On Tue, May 21, 2002 at 10:38:18AM -0700, Brion L. VIBBER wrote:
On mar, 2002-05-21 at 06:28, Kurt Jansson wrote:
I have set up the test site at http://test-de.wikipedia.com/,
Thanks Jason! I informed the German Wikipedians and hope they'll start playing around with it soon.
I wrote down some bugs I found on http://test-de.wikipedia.com/wiki/wikipedia:Beobachtete+Fehler
But that's in German, and I don't know anybody else but Magnus will understand it. So shell I post a (bad) translated report to wikitech-l from time to time?
- The search for words with umlauts doesn't seem to work. The script
doesn't find them,
Hmm, looks like the search needs another drubbing. I believe it's chopping up words at the boundaries of non-ASCII characters; if your word is big enough on either end (übersetzung, terroranschläge) this does a good enough job anyway, but it's hardly the way it should work!

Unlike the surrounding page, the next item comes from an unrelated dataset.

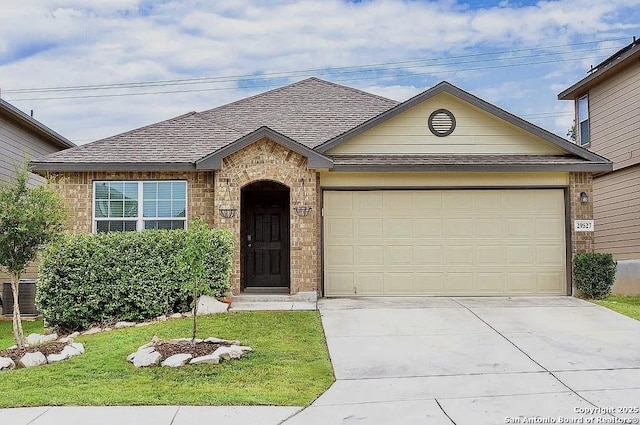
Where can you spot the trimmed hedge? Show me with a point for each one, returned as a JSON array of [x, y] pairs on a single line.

It doesn't (unless you have changed this in my code, I didn't check). The parsing function usses the PERL regular expression \w to decide if something is legal in a search word or not. If it thinks a character is illegal it gives an error so you should have noticed that. If the result is empty and you didn't get a syntax error there can be two problems: - MySQL doesn't index that character. I wasn't able to find out which characters are exactly indexed by the full-text index and which not. I know that characters with umlauts get indexed (search for "G"odel" for example) but I wouldn't know about the ringel-S (sp?) for example. The easiest way to find out is probably simply trying. - The special characters in the articles were written by using entities. The search doesn't know that "o and ö are the same.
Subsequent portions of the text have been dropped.